Families in Antananarivo are checking Facebook for missing persons reports before they check the news. Images of abducted and murdered citizens, many of them children, flood social media platforms daily, and the cumulative weight of those posts has pushed public anxiety in Madagascar’s capital to a breaking point.
On Tuesday, July 7, authorities announced the immediate deployment of the presidential guard and 400 members of the defense and security forces into the streets of the capital. The show of force reflects the scale of public alarm and the government’s determination to restore a sense of safety among residents who now live with the constant worry of violence and disappearance in their own communities.
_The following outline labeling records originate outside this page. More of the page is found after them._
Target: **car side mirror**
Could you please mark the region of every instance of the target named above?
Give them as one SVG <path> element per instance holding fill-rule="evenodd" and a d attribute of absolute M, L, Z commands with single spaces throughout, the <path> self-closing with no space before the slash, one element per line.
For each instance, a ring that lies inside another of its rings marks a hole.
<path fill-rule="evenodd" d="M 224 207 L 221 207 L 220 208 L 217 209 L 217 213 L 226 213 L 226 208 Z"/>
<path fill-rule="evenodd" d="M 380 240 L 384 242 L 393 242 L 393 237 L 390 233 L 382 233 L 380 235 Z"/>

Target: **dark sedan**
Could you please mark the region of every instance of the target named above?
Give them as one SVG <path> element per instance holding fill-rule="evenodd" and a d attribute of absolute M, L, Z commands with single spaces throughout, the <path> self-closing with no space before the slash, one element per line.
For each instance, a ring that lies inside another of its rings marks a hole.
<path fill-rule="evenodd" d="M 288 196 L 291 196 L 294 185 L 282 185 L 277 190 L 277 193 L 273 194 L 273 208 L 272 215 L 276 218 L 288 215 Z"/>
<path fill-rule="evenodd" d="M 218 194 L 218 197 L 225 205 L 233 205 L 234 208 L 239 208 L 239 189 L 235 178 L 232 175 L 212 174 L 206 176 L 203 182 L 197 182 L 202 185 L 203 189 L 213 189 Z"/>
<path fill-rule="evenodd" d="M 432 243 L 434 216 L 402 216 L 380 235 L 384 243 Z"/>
Additional reference context is available at https://www.rfi.fr/fr/afrique/20260708-madagascar-le-gouvernement-promet-d-en-finir-avec-des-vagues-d-assassinats-et-de-disparitions-relay%C3%A9s-sur-internet.
Prime Minister Mamitiana Rajaonarison described the situation as unprecedented. “There were kidnappings before, where abductors demanded ransoms,” he said. “But what is happening now is entirely new. Every time I check Facebook, disappearances appear in my feed. New cases emerged even during today’s government council meeting.” He called the events “abject.”
The scale of the crisis is hard to measure precisely. Authorities say 90 people have vanished in the capital over recent weeks, though 43 have since been found. The absence of publicly available crime statistics over longer periods makes it impossible to determine whether the situation represents a genuine surge in violence or reflects heightened social media amplification of existing criminal activity. What is clear is that public fear has already produced its own dangers. On Monday, July 6, a woman suspected of attempted abduction was violently attacked by an angry crowd in Antananarivo, a sign of how raw the tension has become.
Meanwhile, the government has framed the violence in political terms. Rajaonarison declared, “We are at war. Forces are deployed and we will end this situation, so remain calm. There will be no tolerance for anyone behind these murders intended to disrupt the ongoing Refoundation.” His statement connects the killings and disappearances to what officials characterize as a deliberate campaign to destabilize the transition government.
President Michael Randrianirina echoed that interpretation on Saturday, July 4, condemning what he called “a strategy” designed to “destabilize” Madagascar. He cited both the disappearances and a recent suspicious drone flyover of his motorcade as evidence of coordinated efforts, though he stopped short of naming specific culprits.
For ordinary residents, the political framing offers little immediate comfort. Citizens are seeking protection from what many perceive as an organized threat, and the deployment of security forces is the government’s most visible answer so far. Authorities have not detailed specific strategies for investigating the disappearances or preventing future incidents, leaving a gap between the scale of the response and the concrete reassurances the public needs.
That gap is widened by the uncertainty surrounding the true scope of the crisis. Without comprehensive crime data spanning months or years, officials and residents alike struggle to assess whether conditions have genuinely deteriorated or whether social media has amplified awareness of criminal activity that was always present. The ambiguity does not reduce the fear. It compounds it.
Whether the security deployment will translate into fewer disappearances, or simply more visibility on streets already saturated with anxiety, remains the question Antananarivo’s residents are waiting to have answered.